Quando viajo, gosto de tomar notas. Notas escritas ou ditadas para o gravador do telemóvel, ou ainda registos de imagem, que não são propriamente fotografias, mas simples “instantâneos”, no sentido literal do termo.

Em todos os casos, trata-se de trazer para casa pedaços de mundo, como quem traz conchas da praia, num impulso sôfrego de tomar posse da minha própria experiência.

São fragmentos de acaso, farrapos, peças soltas, frases incompletas, figuras desfocadas, descentradas, mal iluminadas, sem enquadramento. Relâmpagos do olhar, do meu olhar emocionado e imperfeito.

O trabalho da memória é escolher, condensar, selar, fechar a realidade num museu mental.

Eu prefiro manter tudo em aberto, por explicar. Deixar as interpretações a meio, a aventura inacabada.

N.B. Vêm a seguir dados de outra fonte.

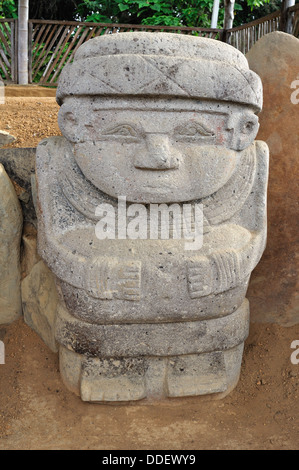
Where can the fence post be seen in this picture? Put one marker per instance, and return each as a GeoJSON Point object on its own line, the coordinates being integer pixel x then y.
{"type": "Point", "coordinates": [286, 18]}
{"type": "Point", "coordinates": [23, 42]}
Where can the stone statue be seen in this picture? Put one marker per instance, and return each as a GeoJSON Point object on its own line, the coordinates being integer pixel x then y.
{"type": "Point", "coordinates": [153, 121]}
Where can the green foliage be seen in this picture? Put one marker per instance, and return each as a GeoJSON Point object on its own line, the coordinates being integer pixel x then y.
{"type": "Point", "coordinates": [8, 9]}
{"type": "Point", "coordinates": [196, 13]}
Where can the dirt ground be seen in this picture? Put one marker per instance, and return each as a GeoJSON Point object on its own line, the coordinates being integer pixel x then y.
{"type": "Point", "coordinates": [38, 412]}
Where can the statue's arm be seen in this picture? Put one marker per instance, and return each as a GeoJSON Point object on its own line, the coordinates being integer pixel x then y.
{"type": "Point", "coordinates": [225, 269]}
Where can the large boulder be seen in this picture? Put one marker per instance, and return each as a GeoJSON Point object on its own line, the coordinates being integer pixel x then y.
{"type": "Point", "coordinates": [273, 291]}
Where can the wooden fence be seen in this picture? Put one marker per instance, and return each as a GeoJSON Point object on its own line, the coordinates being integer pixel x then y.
{"type": "Point", "coordinates": [52, 44]}
{"type": "Point", "coordinates": [8, 49]}
{"type": "Point", "coordinates": [244, 37]}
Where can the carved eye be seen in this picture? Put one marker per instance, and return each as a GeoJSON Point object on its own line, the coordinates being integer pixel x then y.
{"type": "Point", "coordinates": [123, 130]}
{"type": "Point", "coordinates": [193, 130]}
{"type": "Point", "coordinates": [250, 125]}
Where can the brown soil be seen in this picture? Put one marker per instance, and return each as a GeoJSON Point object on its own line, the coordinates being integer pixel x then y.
{"type": "Point", "coordinates": [38, 412]}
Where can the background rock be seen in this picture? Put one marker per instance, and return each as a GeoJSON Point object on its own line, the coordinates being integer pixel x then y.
{"type": "Point", "coordinates": [6, 138]}
{"type": "Point", "coordinates": [19, 163]}
{"type": "Point", "coordinates": [10, 240]}
{"type": "Point", "coordinates": [40, 299]}
{"type": "Point", "coordinates": [273, 290]}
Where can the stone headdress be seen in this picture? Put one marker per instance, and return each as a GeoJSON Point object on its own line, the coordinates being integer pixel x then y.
{"type": "Point", "coordinates": [160, 65]}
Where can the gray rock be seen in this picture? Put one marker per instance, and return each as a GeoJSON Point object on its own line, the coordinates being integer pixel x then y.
{"type": "Point", "coordinates": [19, 163]}
{"type": "Point", "coordinates": [6, 138]}
{"type": "Point", "coordinates": [153, 305]}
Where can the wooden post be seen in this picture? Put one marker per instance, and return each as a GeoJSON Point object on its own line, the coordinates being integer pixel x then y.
{"type": "Point", "coordinates": [23, 42]}
{"type": "Point", "coordinates": [228, 13]}
{"type": "Point", "coordinates": [215, 13]}
{"type": "Point", "coordinates": [286, 20]}
{"type": "Point", "coordinates": [228, 18]}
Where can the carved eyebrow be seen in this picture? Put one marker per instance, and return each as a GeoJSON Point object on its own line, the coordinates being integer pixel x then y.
{"type": "Point", "coordinates": [193, 129]}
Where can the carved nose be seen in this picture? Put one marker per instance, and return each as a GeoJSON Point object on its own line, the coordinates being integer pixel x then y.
{"type": "Point", "coordinates": [158, 155]}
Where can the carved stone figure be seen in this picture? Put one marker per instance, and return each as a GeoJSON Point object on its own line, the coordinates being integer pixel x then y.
{"type": "Point", "coordinates": [165, 122]}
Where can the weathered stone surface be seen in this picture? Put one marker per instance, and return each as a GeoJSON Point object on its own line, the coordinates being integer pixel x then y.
{"type": "Point", "coordinates": [40, 300]}
{"type": "Point", "coordinates": [273, 291]}
{"type": "Point", "coordinates": [29, 255]}
{"type": "Point", "coordinates": [6, 138]}
{"type": "Point", "coordinates": [19, 163]}
{"type": "Point", "coordinates": [11, 221]}
{"type": "Point", "coordinates": [153, 122]}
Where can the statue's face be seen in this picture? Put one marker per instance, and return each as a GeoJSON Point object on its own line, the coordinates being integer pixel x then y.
{"type": "Point", "coordinates": [157, 151]}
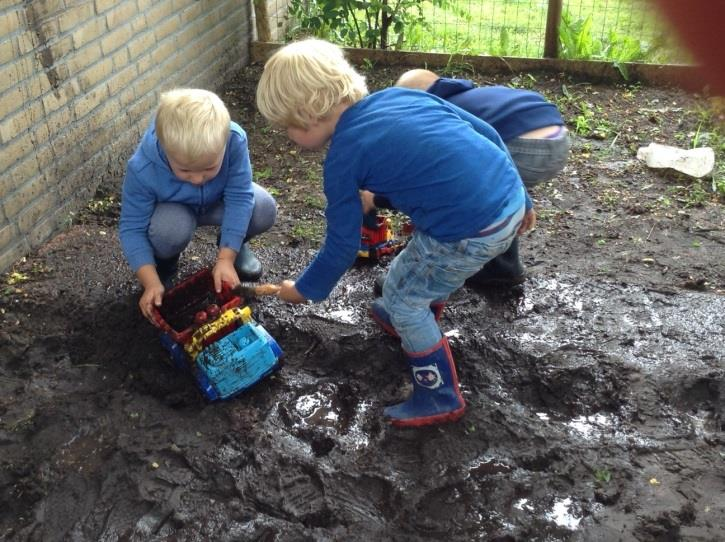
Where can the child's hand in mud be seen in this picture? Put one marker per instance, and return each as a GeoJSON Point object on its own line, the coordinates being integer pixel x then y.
{"type": "Point", "coordinates": [289, 293]}
{"type": "Point", "coordinates": [224, 272]}
{"type": "Point", "coordinates": [368, 200]}
{"type": "Point", "coordinates": [151, 297]}
{"type": "Point", "coordinates": [528, 222]}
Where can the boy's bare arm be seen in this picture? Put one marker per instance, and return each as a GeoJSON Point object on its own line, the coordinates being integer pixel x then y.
{"type": "Point", "coordinates": [224, 269]}
{"type": "Point", "coordinates": [153, 290]}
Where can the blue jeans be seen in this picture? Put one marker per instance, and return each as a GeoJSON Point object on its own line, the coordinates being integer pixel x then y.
{"type": "Point", "coordinates": [428, 270]}
{"type": "Point", "coordinates": [539, 160]}
{"type": "Point", "coordinates": [173, 224]}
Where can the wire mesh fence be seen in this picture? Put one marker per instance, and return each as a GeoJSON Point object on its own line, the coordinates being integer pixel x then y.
{"type": "Point", "coordinates": [616, 30]}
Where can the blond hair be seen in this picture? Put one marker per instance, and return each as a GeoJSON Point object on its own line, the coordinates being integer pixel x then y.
{"type": "Point", "coordinates": [419, 79]}
{"type": "Point", "coordinates": [304, 81]}
{"type": "Point", "coordinates": [192, 123]}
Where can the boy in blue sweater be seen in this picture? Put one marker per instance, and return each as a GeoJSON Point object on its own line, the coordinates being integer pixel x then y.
{"type": "Point", "coordinates": [530, 126]}
{"type": "Point", "coordinates": [444, 168]}
{"type": "Point", "coordinates": [191, 169]}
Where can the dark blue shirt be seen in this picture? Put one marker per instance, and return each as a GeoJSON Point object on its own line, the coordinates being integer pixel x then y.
{"type": "Point", "coordinates": [511, 111]}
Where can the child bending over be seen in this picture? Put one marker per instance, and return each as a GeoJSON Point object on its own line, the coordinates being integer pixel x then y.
{"type": "Point", "coordinates": [444, 168]}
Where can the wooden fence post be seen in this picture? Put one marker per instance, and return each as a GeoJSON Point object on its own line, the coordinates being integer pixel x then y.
{"type": "Point", "coordinates": [261, 18]}
{"type": "Point", "coordinates": [553, 19]}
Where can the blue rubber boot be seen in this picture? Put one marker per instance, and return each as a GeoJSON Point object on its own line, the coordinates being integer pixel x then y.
{"type": "Point", "coordinates": [381, 316]}
{"type": "Point", "coordinates": [167, 268]}
{"type": "Point", "coordinates": [436, 397]}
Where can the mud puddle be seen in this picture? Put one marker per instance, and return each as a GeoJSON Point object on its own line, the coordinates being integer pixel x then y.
{"type": "Point", "coordinates": [595, 412]}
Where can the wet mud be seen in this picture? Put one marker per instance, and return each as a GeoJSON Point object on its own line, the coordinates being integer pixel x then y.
{"type": "Point", "coordinates": [595, 412]}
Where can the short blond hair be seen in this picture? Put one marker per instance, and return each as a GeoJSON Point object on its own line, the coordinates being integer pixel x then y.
{"type": "Point", "coordinates": [418, 78]}
{"type": "Point", "coordinates": [304, 81]}
{"type": "Point", "coordinates": [192, 123]}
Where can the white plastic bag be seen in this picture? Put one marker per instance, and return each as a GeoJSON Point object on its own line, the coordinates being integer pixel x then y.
{"type": "Point", "coordinates": [693, 162]}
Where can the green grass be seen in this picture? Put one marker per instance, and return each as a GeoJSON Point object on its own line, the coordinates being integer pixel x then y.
{"type": "Point", "coordinates": [518, 27]}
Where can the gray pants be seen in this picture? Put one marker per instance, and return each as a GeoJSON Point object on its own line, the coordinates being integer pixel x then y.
{"type": "Point", "coordinates": [173, 224]}
{"type": "Point", "coordinates": [539, 160]}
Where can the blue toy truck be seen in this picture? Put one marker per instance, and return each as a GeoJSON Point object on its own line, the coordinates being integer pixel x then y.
{"type": "Point", "coordinates": [214, 338]}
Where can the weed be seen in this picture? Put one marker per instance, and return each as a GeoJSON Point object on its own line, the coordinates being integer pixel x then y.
{"type": "Point", "coordinates": [610, 198]}
{"type": "Point", "coordinates": [602, 475]}
{"type": "Point", "coordinates": [314, 201]}
{"type": "Point", "coordinates": [368, 64]}
{"type": "Point", "coordinates": [15, 277]}
{"type": "Point", "coordinates": [260, 175]}
{"type": "Point", "coordinates": [309, 230]}
{"type": "Point", "coordinates": [104, 206]}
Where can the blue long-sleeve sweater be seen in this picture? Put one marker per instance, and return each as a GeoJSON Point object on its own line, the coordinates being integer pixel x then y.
{"type": "Point", "coordinates": [443, 167]}
{"type": "Point", "coordinates": [149, 180]}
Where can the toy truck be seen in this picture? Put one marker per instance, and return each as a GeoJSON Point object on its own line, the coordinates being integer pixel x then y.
{"type": "Point", "coordinates": [377, 238]}
{"type": "Point", "coordinates": [214, 338]}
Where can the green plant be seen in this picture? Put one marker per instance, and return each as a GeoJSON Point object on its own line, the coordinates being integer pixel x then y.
{"type": "Point", "coordinates": [261, 174]}
{"type": "Point", "coordinates": [310, 230]}
{"type": "Point", "coordinates": [602, 475]}
{"type": "Point", "coordinates": [576, 40]}
{"type": "Point", "coordinates": [372, 24]}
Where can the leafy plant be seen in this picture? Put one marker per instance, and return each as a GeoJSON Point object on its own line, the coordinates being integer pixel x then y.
{"type": "Point", "coordinates": [577, 41]}
{"type": "Point", "coordinates": [371, 24]}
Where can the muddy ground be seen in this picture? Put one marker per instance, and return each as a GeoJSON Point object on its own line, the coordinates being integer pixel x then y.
{"type": "Point", "coordinates": [595, 390]}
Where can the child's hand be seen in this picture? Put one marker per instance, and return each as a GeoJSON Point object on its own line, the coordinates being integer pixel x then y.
{"type": "Point", "coordinates": [289, 293]}
{"type": "Point", "coordinates": [528, 222]}
{"type": "Point", "coordinates": [368, 200]}
{"type": "Point", "coordinates": [224, 272]}
{"type": "Point", "coordinates": [151, 298]}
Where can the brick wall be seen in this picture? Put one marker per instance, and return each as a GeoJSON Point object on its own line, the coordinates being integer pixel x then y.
{"type": "Point", "coordinates": [78, 82]}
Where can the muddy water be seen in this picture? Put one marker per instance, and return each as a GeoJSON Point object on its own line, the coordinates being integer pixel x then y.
{"type": "Point", "coordinates": [595, 412]}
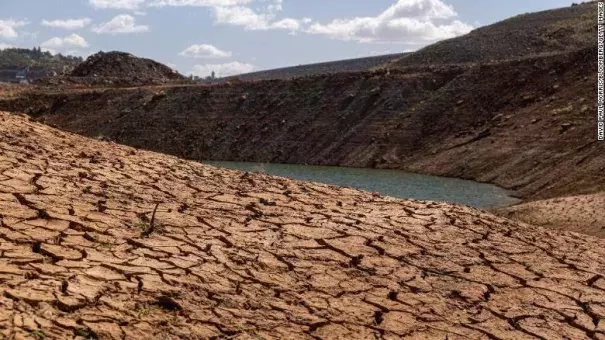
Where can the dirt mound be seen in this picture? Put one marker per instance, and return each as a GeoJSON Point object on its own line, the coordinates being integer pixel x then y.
{"type": "Point", "coordinates": [350, 65]}
{"type": "Point", "coordinates": [116, 69]}
{"type": "Point", "coordinates": [124, 65]}
{"type": "Point", "coordinates": [87, 251]}
{"type": "Point", "coordinates": [523, 125]}
{"type": "Point", "coordinates": [583, 213]}
{"type": "Point", "coordinates": [546, 32]}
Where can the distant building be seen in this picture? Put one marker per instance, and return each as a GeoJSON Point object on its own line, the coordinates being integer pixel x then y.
{"type": "Point", "coordinates": [22, 76]}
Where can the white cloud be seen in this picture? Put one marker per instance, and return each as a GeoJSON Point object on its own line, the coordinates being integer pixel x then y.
{"type": "Point", "coordinates": [205, 51]}
{"type": "Point", "coordinates": [409, 21]}
{"type": "Point", "coordinates": [252, 20]}
{"type": "Point", "coordinates": [68, 43]}
{"type": "Point", "coordinates": [240, 13]}
{"type": "Point", "coordinates": [199, 3]}
{"type": "Point", "coordinates": [222, 70]}
{"type": "Point", "coordinates": [123, 23]}
{"type": "Point", "coordinates": [7, 28]}
{"type": "Point", "coordinates": [288, 24]}
{"type": "Point", "coordinates": [69, 24]}
{"type": "Point", "coordinates": [116, 4]}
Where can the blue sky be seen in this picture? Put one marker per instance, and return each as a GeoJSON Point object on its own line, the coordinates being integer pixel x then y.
{"type": "Point", "coordinates": [235, 36]}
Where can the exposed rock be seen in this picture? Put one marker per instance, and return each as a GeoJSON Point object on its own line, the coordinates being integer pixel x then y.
{"type": "Point", "coordinates": [355, 266]}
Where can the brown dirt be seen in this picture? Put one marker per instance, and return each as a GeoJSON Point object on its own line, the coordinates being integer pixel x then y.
{"type": "Point", "coordinates": [583, 213]}
{"type": "Point", "coordinates": [118, 69]}
{"type": "Point", "coordinates": [523, 124]}
{"type": "Point", "coordinates": [253, 256]}
{"type": "Point", "coordinates": [541, 33]}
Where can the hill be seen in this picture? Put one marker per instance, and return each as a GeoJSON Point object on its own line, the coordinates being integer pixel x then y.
{"type": "Point", "coordinates": [350, 65]}
{"type": "Point", "coordinates": [117, 69]}
{"type": "Point", "coordinates": [124, 65]}
{"type": "Point", "coordinates": [515, 124]}
{"type": "Point", "coordinates": [102, 241]}
{"type": "Point", "coordinates": [546, 32]}
{"type": "Point", "coordinates": [39, 64]}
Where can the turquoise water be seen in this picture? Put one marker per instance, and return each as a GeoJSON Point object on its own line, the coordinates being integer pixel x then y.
{"type": "Point", "coordinates": [393, 183]}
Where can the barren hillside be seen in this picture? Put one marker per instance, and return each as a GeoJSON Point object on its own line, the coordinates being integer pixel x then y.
{"type": "Point", "coordinates": [524, 124]}
{"type": "Point", "coordinates": [350, 65]}
{"type": "Point", "coordinates": [530, 34]}
{"type": "Point", "coordinates": [246, 256]}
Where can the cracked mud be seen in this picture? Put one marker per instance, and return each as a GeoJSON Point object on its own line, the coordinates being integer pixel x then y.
{"type": "Point", "coordinates": [104, 241]}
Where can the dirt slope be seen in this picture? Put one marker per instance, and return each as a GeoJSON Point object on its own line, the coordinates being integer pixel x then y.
{"type": "Point", "coordinates": [583, 213]}
{"type": "Point", "coordinates": [350, 65]}
{"type": "Point", "coordinates": [546, 32]}
{"type": "Point", "coordinates": [525, 125]}
{"type": "Point", "coordinates": [253, 256]}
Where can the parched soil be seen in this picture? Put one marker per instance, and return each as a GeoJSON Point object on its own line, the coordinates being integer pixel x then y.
{"type": "Point", "coordinates": [582, 213]}
{"type": "Point", "coordinates": [105, 241]}
{"type": "Point", "coordinates": [541, 33]}
{"type": "Point", "coordinates": [524, 124]}
{"type": "Point", "coordinates": [116, 69]}
{"type": "Point", "coordinates": [350, 65]}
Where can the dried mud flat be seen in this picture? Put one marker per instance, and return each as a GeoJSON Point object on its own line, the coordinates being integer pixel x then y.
{"type": "Point", "coordinates": [250, 256]}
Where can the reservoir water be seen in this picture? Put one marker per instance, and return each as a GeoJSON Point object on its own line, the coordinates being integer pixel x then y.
{"type": "Point", "coordinates": [393, 183]}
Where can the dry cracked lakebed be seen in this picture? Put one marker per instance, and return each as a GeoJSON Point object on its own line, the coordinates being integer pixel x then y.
{"type": "Point", "coordinates": [103, 241]}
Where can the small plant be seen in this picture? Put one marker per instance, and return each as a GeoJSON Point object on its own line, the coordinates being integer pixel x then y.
{"type": "Point", "coordinates": [38, 334]}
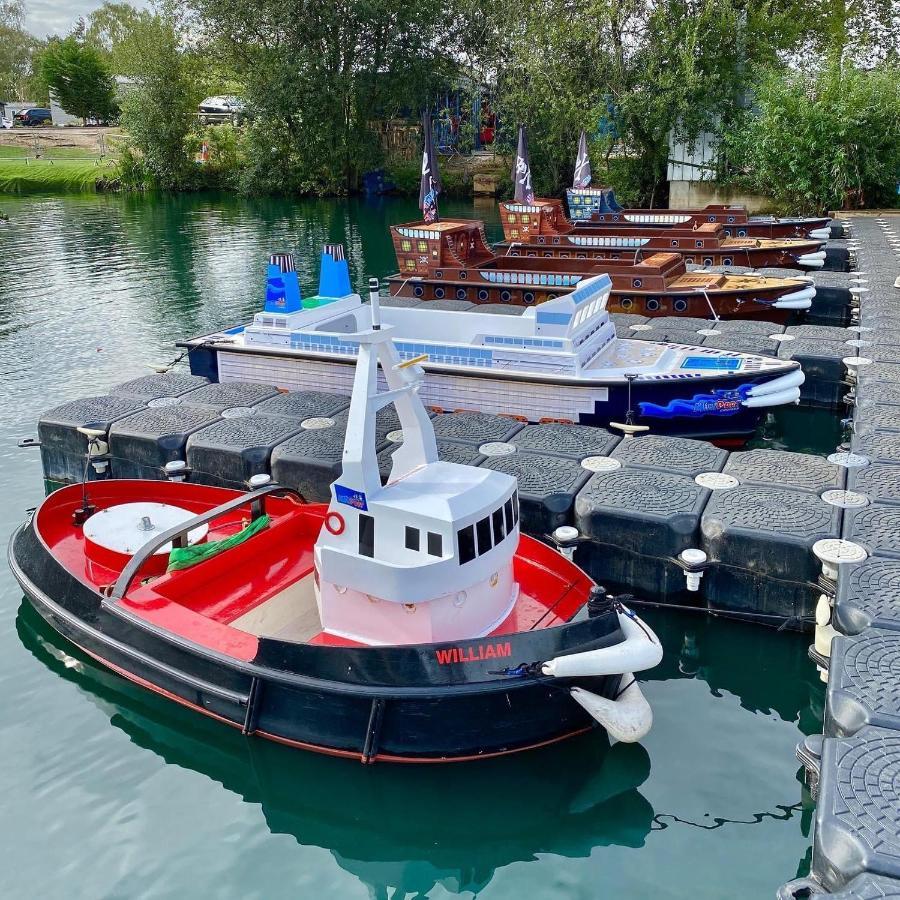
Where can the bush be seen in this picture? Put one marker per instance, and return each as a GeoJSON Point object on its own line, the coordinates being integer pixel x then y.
{"type": "Point", "coordinates": [817, 141]}
{"type": "Point", "coordinates": [227, 155]}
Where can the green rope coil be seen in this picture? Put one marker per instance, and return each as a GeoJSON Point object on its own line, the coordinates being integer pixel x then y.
{"type": "Point", "coordinates": [185, 557]}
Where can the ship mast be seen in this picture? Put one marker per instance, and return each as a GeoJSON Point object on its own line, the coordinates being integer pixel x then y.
{"type": "Point", "coordinates": [360, 464]}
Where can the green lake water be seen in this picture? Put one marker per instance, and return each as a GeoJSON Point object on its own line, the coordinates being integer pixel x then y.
{"type": "Point", "coordinates": [108, 791]}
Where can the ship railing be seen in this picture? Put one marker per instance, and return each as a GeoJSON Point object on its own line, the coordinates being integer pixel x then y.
{"type": "Point", "coordinates": [178, 534]}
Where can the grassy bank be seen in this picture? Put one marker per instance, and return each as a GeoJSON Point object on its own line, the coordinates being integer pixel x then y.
{"type": "Point", "coordinates": [59, 175]}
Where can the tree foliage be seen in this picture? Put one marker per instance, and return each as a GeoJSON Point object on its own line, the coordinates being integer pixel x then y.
{"type": "Point", "coordinates": [822, 140]}
{"type": "Point", "coordinates": [17, 50]}
{"type": "Point", "coordinates": [317, 72]}
{"type": "Point", "coordinates": [111, 30]}
{"type": "Point", "coordinates": [79, 78]}
{"type": "Point", "coordinates": [158, 110]}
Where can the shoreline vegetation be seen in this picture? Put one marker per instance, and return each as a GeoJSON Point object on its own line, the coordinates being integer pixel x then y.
{"type": "Point", "coordinates": [799, 104]}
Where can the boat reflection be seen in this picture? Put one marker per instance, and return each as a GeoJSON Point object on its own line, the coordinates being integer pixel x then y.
{"type": "Point", "coordinates": [401, 830]}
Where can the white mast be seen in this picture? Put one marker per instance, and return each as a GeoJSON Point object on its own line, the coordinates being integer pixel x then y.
{"type": "Point", "coordinates": [360, 465]}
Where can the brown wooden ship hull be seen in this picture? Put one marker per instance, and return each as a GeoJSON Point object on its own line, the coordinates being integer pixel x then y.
{"type": "Point", "coordinates": [727, 304]}
{"type": "Point", "coordinates": [735, 255]}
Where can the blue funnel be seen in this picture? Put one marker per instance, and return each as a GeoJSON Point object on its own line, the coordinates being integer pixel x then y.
{"type": "Point", "coordinates": [334, 276]}
{"type": "Point", "coordinates": [282, 287]}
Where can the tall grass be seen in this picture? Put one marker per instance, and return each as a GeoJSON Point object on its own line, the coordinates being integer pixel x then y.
{"type": "Point", "coordinates": [59, 176]}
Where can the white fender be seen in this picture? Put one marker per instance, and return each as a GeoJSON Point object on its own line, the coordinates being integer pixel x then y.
{"type": "Point", "coordinates": [813, 260]}
{"type": "Point", "coordinates": [780, 398]}
{"type": "Point", "coordinates": [801, 299]}
{"type": "Point", "coordinates": [640, 650]}
{"type": "Point", "coordinates": [777, 385]}
{"type": "Point", "coordinates": [627, 718]}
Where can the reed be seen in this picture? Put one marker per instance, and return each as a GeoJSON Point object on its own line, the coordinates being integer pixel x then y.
{"type": "Point", "coordinates": [18, 176]}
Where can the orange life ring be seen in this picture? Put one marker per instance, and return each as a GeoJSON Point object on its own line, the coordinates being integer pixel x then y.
{"type": "Point", "coordinates": [334, 522]}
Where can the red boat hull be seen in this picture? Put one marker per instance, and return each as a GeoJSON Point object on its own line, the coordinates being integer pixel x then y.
{"type": "Point", "coordinates": [423, 703]}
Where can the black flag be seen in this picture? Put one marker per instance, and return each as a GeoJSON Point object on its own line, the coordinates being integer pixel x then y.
{"type": "Point", "coordinates": [430, 186]}
{"type": "Point", "coordinates": [522, 171]}
{"type": "Point", "coordinates": [582, 177]}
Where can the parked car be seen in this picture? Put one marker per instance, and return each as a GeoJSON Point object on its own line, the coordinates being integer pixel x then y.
{"type": "Point", "coordinates": [221, 109]}
{"type": "Point", "coordinates": [34, 116]}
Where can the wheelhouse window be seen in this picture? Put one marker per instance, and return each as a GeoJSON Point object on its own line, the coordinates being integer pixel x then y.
{"type": "Point", "coordinates": [465, 544]}
{"type": "Point", "coordinates": [483, 530]}
{"type": "Point", "coordinates": [499, 531]}
{"type": "Point", "coordinates": [366, 536]}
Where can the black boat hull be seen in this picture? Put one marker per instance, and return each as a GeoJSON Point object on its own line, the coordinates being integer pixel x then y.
{"type": "Point", "coordinates": [470, 714]}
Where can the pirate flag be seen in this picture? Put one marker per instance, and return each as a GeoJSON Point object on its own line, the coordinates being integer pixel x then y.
{"type": "Point", "coordinates": [582, 177]}
{"type": "Point", "coordinates": [522, 171]}
{"type": "Point", "coordinates": [430, 186]}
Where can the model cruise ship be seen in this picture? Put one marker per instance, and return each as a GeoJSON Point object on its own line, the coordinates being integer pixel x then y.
{"type": "Point", "coordinates": [559, 361]}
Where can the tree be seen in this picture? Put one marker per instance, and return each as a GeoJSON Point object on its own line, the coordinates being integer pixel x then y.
{"type": "Point", "coordinates": [318, 72]}
{"type": "Point", "coordinates": [827, 139]}
{"type": "Point", "coordinates": [17, 49]}
{"type": "Point", "coordinates": [158, 112]}
{"type": "Point", "coordinates": [110, 30]}
{"type": "Point", "coordinates": [78, 77]}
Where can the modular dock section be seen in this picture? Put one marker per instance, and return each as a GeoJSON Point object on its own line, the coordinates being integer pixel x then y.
{"type": "Point", "coordinates": [853, 767]}
{"type": "Point", "coordinates": [639, 504]}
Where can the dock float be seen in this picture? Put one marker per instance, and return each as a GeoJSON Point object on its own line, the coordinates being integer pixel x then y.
{"type": "Point", "coordinates": [853, 767]}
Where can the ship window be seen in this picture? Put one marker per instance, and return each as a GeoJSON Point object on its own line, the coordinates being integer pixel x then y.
{"type": "Point", "coordinates": [483, 530]}
{"type": "Point", "coordinates": [499, 533]}
{"type": "Point", "coordinates": [366, 536]}
{"type": "Point", "coordinates": [465, 543]}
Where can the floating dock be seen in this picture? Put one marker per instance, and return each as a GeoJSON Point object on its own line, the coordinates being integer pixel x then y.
{"type": "Point", "coordinates": [853, 767]}
{"type": "Point", "coordinates": [676, 520]}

Não fotografo para mais tarde recordar, mas para mais tarde reflectir e escrever sobre material vivo, lava que não arrefece, abrindo a possibilidade de uma viagem infinita.

Estas notas em forma fotográfica são portanto antimemórias. A sua natureza não é artística e a sua função é estritamente pessoal e pragmática: impedir que a viagem se transforme em recordação, mantendo-a como permanente motivo de sonho e de utopia.